PreLort: Prefix-Nested LoRA Enables Federated Fine-Tuning Across Heterogeneous Hardware Ranks

A new method called PreLort addresses the challenge of aggregating federated LoRA adapters with different ranks due to heterogeneous hardware. By organizing adapter dimensions into a prefix hierarchy and introducing segment-wise aggregation and prefix-nested training, PreLort consistently outperforms existing heterogeneous federated LoRA methods in accuracy and ROUGE-L while achieving lower perplexity.

iGEN Editorial

June 16, 2026

PreLort: Prefix-Nested LoRA Enables Federated Fine-Tuning Across Heterogeneous Hardware Ranks

Federated fine-tuning of large language models (LLMs) using parameter-efficient methods like LoRA (Low-Rank Adaptation) enables privacy-preserving adaptation of foundation models.

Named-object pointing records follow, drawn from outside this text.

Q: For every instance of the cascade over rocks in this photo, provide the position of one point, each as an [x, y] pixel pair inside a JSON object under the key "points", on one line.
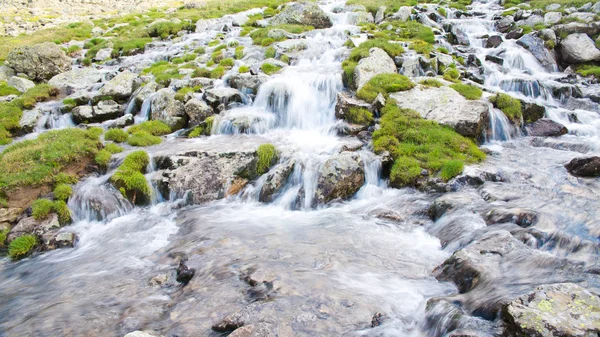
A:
{"points": [[39, 62], [446, 106], [303, 13]]}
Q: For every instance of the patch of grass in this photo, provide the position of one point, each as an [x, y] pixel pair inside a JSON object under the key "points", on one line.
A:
{"points": [[6, 90], [22, 246], [431, 82], [42, 160], [130, 180], [143, 138], [384, 84], [154, 127], [269, 69], [416, 144], [41, 208], [116, 135], [359, 116], [267, 155], [62, 192], [469, 92]]}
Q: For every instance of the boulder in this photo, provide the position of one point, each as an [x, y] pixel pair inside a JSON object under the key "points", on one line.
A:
{"points": [[197, 111], [546, 128], [247, 83], [579, 48], [21, 84], [379, 62], [307, 13], [446, 106], [121, 86], [584, 167], [346, 102], [164, 107], [39, 62], [563, 309], [77, 79], [218, 96], [340, 177], [535, 45]]}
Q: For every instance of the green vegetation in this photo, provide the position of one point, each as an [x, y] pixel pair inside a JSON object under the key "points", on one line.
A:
{"points": [[269, 69], [42, 160], [431, 82], [22, 246], [510, 106], [155, 128], [359, 116], [130, 180], [416, 144], [6, 90], [62, 192], [384, 84], [41, 208], [143, 138], [116, 135], [469, 92], [267, 155]]}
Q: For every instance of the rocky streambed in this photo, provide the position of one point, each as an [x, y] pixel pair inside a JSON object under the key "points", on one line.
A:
{"points": [[310, 170]]}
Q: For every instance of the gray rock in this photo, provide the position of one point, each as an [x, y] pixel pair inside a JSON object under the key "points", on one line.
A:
{"points": [[21, 84], [340, 177], [446, 106], [346, 102], [77, 79], [309, 14], [579, 48], [536, 47], [379, 62], [39, 62], [6, 73], [166, 108], [121, 86], [247, 82], [218, 96], [551, 18], [546, 128], [197, 111], [563, 309], [584, 167]]}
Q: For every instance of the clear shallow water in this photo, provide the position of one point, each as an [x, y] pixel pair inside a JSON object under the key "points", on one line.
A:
{"points": [[329, 269]]}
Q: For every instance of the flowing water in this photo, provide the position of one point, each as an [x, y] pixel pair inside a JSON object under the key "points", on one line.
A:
{"points": [[307, 271]]}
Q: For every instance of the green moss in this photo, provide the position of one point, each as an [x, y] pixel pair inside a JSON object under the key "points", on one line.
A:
{"points": [[116, 135], [143, 138], [154, 127], [130, 178], [269, 69], [103, 158], [6, 90], [451, 75], [113, 148], [359, 116], [22, 246], [270, 52], [267, 155], [469, 92], [218, 72], [41, 208], [384, 84], [431, 82], [62, 192], [42, 160], [417, 144], [510, 106]]}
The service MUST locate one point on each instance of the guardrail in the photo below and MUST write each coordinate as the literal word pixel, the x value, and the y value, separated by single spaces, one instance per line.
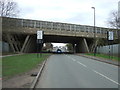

However, heterogeneous hardware resources introduce a critical challenge: clients with different adapter ranks cannot be directly aggregated. Existing methods that allow aggregation under heterogeneous ranks fail to control how information is distributed across rank dimensions, leading to suboptimal use of shared low-rank representations. To solve this, researchers from multiple institutions have proposed PreLort, a nested low-rank formulation for federated LoRA that organizes adapter dimensions into a prefix hierarchy.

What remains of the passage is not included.